The Goran (Change) list said it had won more than a quarter of seats in the regional Kurdish Parliament in Saturday’s legislative election, raising the prospect of a strong opposition for the first time.
The vote was held at a key time in Iraq’s transition as regional leaders are locked in a bitter dispute with Baghdad over land and oil, while local voters also voiced increasing concern over corruption.
Incumbent regional president Massud Barzani won 70% of the vote in a simultaneous presidential poll pitting him against four other candidates, presidential cabinet chief Fuad Hussein said on Sunday.
A joint list uniting Barzani’s Kurdistan Democratic Party (KDP) and the Patriotic Union of Kurdistan (PUK) of Iraqi President Jalal Talabani won 60% of ballots cast in the parliamentary vote, Hussein said.
The two parties have dominated Iraqi Kurdish politics for half a century, first as rebels and then as the region’s effective rulers in the aftermath of the 1991 Gulf war over Saddam Hussein’s invasion of neighbouring Kuwait.
The results would give the KDP-PUK list about 55 seats in the 111-seat Parliament, down from 78 seats in the outgoing assembly elected in 2005.
A senior Goran official told AFP his party would win 28 seats, making it the first credible opposition to the longstanding KDP-PUK dominance in the rugged mountainous north of Iraq.
Nearly 80% of the region’s 2,5-million voters took part in what poll officials trumpeted as a transparent election. Final results are not due for several days, as ballots must be transported to Baghdad for an official count.

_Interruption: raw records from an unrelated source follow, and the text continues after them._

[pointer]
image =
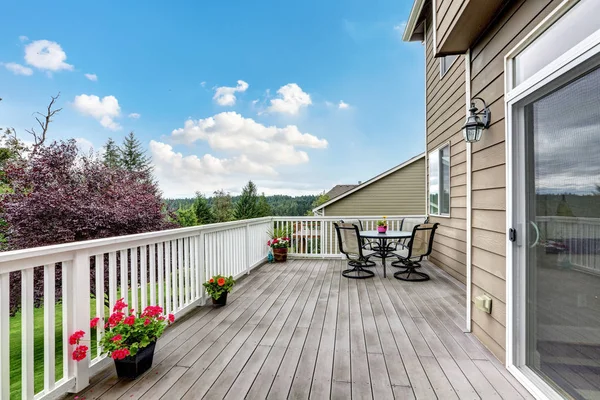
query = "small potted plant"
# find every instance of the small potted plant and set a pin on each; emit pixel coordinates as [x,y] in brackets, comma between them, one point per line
[217,287]
[382,225]
[280,247]
[128,339]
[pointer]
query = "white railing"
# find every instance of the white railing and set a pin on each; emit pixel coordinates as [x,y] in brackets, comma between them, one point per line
[165,268]
[581,236]
[316,237]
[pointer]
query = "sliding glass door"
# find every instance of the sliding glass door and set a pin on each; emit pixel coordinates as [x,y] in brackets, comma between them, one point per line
[557,151]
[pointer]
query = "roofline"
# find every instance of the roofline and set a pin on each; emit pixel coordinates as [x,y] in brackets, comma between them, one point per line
[370,181]
[411,24]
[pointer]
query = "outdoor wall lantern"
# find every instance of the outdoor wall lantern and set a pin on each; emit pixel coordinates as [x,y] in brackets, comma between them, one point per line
[477,121]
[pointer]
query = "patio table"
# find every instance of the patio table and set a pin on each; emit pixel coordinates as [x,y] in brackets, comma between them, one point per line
[382,251]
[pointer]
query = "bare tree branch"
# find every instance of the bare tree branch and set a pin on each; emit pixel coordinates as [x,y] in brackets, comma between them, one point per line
[44,123]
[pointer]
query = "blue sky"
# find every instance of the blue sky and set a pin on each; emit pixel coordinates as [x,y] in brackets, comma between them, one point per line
[297,96]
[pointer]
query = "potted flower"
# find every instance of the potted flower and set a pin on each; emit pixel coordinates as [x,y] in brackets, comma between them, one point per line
[382,225]
[217,287]
[128,339]
[280,247]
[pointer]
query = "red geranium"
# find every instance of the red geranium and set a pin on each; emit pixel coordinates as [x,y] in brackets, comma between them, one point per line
[80,353]
[75,337]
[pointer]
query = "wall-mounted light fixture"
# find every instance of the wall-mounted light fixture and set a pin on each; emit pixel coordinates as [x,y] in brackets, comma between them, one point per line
[477,121]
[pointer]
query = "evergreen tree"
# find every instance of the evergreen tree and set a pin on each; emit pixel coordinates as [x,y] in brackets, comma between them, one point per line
[246,206]
[222,206]
[204,214]
[263,208]
[112,152]
[321,199]
[133,156]
[186,217]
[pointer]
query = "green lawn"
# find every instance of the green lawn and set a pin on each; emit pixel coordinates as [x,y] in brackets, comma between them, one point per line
[38,343]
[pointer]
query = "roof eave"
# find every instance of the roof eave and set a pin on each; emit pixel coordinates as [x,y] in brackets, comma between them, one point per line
[413,19]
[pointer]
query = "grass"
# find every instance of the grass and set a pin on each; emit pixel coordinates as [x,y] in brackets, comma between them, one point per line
[38,348]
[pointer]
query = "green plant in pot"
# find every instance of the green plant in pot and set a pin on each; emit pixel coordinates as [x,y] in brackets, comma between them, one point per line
[217,287]
[129,339]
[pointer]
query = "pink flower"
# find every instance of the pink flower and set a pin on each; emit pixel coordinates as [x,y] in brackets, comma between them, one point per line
[117,338]
[119,305]
[94,322]
[80,353]
[74,338]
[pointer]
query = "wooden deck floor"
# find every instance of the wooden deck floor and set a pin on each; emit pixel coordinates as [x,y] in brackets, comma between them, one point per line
[300,330]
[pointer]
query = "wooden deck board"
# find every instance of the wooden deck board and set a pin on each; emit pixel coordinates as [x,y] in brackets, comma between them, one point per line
[299,330]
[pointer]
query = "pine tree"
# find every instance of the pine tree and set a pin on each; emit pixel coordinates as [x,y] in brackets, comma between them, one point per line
[246,206]
[112,152]
[202,210]
[222,206]
[133,156]
[186,217]
[263,207]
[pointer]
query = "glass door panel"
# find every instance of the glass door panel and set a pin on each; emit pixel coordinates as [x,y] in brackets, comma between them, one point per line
[560,216]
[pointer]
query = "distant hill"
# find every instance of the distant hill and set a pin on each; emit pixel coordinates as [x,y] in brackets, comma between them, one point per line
[281,205]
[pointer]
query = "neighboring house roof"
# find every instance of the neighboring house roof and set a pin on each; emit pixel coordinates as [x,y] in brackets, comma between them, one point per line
[370,181]
[339,190]
[412,23]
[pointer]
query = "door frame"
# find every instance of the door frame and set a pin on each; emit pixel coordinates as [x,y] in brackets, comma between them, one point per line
[558,71]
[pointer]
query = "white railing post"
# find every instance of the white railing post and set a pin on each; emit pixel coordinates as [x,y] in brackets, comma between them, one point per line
[4,336]
[79,307]
[201,266]
[247,248]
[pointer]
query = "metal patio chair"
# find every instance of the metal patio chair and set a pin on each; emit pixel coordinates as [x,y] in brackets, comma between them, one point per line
[350,245]
[419,246]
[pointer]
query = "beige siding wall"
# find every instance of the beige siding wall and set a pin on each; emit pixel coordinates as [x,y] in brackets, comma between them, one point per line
[400,193]
[488,166]
[445,116]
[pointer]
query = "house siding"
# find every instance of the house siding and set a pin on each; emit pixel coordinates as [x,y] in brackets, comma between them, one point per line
[489,169]
[400,193]
[446,98]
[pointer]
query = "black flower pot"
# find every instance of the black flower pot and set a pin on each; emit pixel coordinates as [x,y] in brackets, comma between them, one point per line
[221,301]
[133,366]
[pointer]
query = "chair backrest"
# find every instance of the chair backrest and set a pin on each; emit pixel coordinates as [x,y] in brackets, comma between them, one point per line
[409,223]
[421,240]
[348,239]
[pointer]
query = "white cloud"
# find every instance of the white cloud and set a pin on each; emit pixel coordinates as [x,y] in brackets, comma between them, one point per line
[291,99]
[46,55]
[104,110]
[18,69]
[85,146]
[225,95]
[246,150]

Goran said in a statement on its website that it had won the most votes in Sulaimaniyah, long a PUK stronghold in northeastern Iraq, after a preliminary count.
“We have won the city and the province of Sulaimaniyah,” said the list led by Nusherwan Mustafa, a wealthy entrepreneur and former deputy head of the PUK, which has been riven by internal dissent in past months.
A leftist-Islamist list could win as many as 17 seats in the Parliament, according to unofficial figures.
Kurds expressed increasing concern over corruption throughout the campaign, while disputes with Baghdad over territory and oil also loomed over the election.
Iraqi Prime Minister Nuri al-Maliki described the election as “another step in building a democratic Iraq”, while Barzani told reporters on Saturday: “We hope these elections will be a first step to solving issues with Baghdad.”
But the Kurdish regional president also insisted: “I will work to get back the disputed areas.”
Barzani was referring to longstanding Kurdish demands to incorporate the oil province of Kirkuk and historically Kurdish-majority parts of three other provinces into their autonomous region.—Sapa-AFP.